An ode to the 4X4



For fifty weeks a year the UK's sizeable contingent of four-wheel drive SUVs are stereotyped as the unloved, unwanted and comically pointless leviathans of the city centre; blamed for global warming and scorned by cyclists, they're crudely and falsely dismissed as an accessory for middle class mums or the desperate boast of a middle-aged man.

But then the other two weeks roll around – the wintery fortnight we find ourselves slap bang in the middle of right now, which deposits a foot of snow onto the ground and travel misery into the air. Overnight the 4X4 is transformed from a poser's plaything into a go-anywhere goliath with the muscular appeal of a Chinook helicopter.
As the nation's saloons, hatchbacks and MPVs flounder, the 4X4 driver can be seen marching across the icy landscape wearing the steely determination of Ray Mears and the grin of an X Factor contestant.

Their conspicuous glee is the result of finally finding a use for the unusual and expensive tool they once agonised over buying. Most SUV owners never require low range or lockable diffs or hill descent control on the school run, but now buttons can be flicked and switches toggled with the solemnity of a soldier loading a sniper rifle.


Any battlefield analogy is apt with four-wheel drive technology of course, because all today's off-road vehicles are the direct descendants of the machines which rumbled around the Western Front in the hands of a thousand Yankee G.I.s. With the Willys Jeep the US showed the world that only the saps marched – the industrialised armies of victory were marvels of mechanisation, and the little olive green utility vehicle was their GTI.



Not long after the war a British manufacturer grabbed the concept with both hands and produced the Series 1 Land Rover. Twenty years later they nicked another idea from the States in the form of the luxurious Jeep Wagoneer, and promptly hit their own effort out of the park. The original Range Rover remains the blueprint for every European SUV that's emerged since the 1970s.

That list includes the so-called crossovers, which have become the sales success story of this decade. The crossover has appropriated the SUV's profile, but often foregone the all-wheel drive technology that existed beneath it. For fifty weeks of the year the front-wheel drive convenience of the new class of car is perfectly adequate (better even) but for the designated two weeks of severe British winter they suddenly seem vacuous and foolish next to their red-blooded siblings.
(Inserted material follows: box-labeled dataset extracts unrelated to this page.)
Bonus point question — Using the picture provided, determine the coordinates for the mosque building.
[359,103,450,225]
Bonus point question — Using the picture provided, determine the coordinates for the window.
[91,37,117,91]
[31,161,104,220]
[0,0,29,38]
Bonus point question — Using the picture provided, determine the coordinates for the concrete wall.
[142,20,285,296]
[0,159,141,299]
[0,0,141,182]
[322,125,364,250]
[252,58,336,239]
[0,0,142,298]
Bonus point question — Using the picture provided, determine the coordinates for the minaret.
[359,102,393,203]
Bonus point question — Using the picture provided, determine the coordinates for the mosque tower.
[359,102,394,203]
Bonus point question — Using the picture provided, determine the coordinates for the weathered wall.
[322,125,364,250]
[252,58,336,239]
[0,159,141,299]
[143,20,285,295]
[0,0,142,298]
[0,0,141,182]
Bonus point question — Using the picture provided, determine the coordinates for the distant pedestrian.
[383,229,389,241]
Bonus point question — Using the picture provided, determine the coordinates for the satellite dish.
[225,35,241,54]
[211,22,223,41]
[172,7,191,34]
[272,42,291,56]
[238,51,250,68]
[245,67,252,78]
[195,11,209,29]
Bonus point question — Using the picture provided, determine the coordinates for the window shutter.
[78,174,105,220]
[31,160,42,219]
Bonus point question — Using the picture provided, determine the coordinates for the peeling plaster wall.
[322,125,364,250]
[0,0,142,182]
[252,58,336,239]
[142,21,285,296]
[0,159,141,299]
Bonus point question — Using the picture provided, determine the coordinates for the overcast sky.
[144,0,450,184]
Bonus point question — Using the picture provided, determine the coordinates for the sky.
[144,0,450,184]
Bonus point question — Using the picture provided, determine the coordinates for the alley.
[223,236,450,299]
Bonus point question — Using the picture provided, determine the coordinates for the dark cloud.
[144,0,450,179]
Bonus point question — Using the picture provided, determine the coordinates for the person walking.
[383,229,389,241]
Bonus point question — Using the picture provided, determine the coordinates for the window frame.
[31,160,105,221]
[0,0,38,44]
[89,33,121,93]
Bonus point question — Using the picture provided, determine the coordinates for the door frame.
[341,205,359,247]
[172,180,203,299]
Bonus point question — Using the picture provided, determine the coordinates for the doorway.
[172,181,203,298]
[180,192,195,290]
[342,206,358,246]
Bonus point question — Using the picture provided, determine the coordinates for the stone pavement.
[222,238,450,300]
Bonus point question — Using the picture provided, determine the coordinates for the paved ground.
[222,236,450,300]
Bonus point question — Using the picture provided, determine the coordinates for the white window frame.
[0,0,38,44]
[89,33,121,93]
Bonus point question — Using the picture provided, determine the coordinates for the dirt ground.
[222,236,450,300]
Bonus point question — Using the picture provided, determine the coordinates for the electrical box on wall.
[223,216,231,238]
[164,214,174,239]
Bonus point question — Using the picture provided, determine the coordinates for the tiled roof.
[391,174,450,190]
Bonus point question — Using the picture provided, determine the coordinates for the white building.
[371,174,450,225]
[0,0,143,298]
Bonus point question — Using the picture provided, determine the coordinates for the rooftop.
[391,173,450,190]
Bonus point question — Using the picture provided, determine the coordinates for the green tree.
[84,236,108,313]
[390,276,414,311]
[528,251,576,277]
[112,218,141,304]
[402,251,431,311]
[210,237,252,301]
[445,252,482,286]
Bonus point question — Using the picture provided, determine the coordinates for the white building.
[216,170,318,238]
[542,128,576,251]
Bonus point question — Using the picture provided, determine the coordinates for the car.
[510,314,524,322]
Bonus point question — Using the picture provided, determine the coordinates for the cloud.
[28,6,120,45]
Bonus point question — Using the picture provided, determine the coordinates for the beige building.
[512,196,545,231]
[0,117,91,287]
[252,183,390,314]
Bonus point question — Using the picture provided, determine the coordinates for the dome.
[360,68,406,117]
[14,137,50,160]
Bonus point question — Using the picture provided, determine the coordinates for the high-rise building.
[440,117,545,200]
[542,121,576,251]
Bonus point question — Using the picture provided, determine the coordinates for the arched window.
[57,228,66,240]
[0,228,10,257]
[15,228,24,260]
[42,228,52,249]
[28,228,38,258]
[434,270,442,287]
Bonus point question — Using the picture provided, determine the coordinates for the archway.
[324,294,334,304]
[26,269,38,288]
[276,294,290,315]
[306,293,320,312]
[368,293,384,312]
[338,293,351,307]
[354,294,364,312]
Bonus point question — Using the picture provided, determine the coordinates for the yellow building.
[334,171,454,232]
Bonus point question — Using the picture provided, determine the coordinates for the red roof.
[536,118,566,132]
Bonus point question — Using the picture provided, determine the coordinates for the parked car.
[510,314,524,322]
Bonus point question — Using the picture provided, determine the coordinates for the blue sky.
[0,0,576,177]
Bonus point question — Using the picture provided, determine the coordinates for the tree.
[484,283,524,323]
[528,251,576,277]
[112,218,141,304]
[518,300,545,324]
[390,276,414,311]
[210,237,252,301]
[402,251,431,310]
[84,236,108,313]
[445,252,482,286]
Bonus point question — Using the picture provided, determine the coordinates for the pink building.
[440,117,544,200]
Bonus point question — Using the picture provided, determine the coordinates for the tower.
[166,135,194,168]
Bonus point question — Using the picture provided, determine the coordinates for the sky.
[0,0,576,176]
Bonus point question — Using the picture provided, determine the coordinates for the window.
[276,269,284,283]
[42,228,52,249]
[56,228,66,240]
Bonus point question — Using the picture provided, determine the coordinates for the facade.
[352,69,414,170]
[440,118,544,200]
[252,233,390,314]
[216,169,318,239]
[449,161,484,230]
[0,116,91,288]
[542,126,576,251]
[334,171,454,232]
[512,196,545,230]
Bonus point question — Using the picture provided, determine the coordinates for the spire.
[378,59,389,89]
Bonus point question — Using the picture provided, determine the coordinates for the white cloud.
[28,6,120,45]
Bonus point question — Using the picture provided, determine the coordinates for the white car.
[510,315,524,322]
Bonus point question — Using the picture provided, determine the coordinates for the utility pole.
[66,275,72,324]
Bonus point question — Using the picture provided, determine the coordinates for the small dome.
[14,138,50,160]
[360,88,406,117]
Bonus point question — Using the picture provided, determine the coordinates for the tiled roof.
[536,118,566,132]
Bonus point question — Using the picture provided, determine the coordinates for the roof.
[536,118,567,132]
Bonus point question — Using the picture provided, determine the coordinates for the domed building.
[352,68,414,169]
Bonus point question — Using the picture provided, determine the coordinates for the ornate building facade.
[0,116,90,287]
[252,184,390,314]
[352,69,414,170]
This isn't to suggest that the current snowfall requires the capabilities of a Humvee or even a Land Rover Defender. Four-wheel drive comes in all shapes and sizes nowadays, and combined with a sensitive right foot, decent tyres and a smidgen of ground clearance, the most basic setup is likely to see you through the worst of the UK's current 'crisis'. Autoblog UK recently tested a Nissan Murano – a car that was never intended to spend the majority of its life off road – which cut through the snowy scenery like an icebreaker.

But we'd be lying if the old-school SUV didn't hold a special place in our hearts. The first duty of any car is to transport you somewhere, and when there's a foot of snow on the deck we wouldn't choose anything over the flinty, crunching traction of a traditional 4X4. The Jeep Grand Cherokee in the pictures was picked up for under £3k with six figures on the clock, but we wouldn't wish for anything else this Christmas. Not for the next two weeks anyway.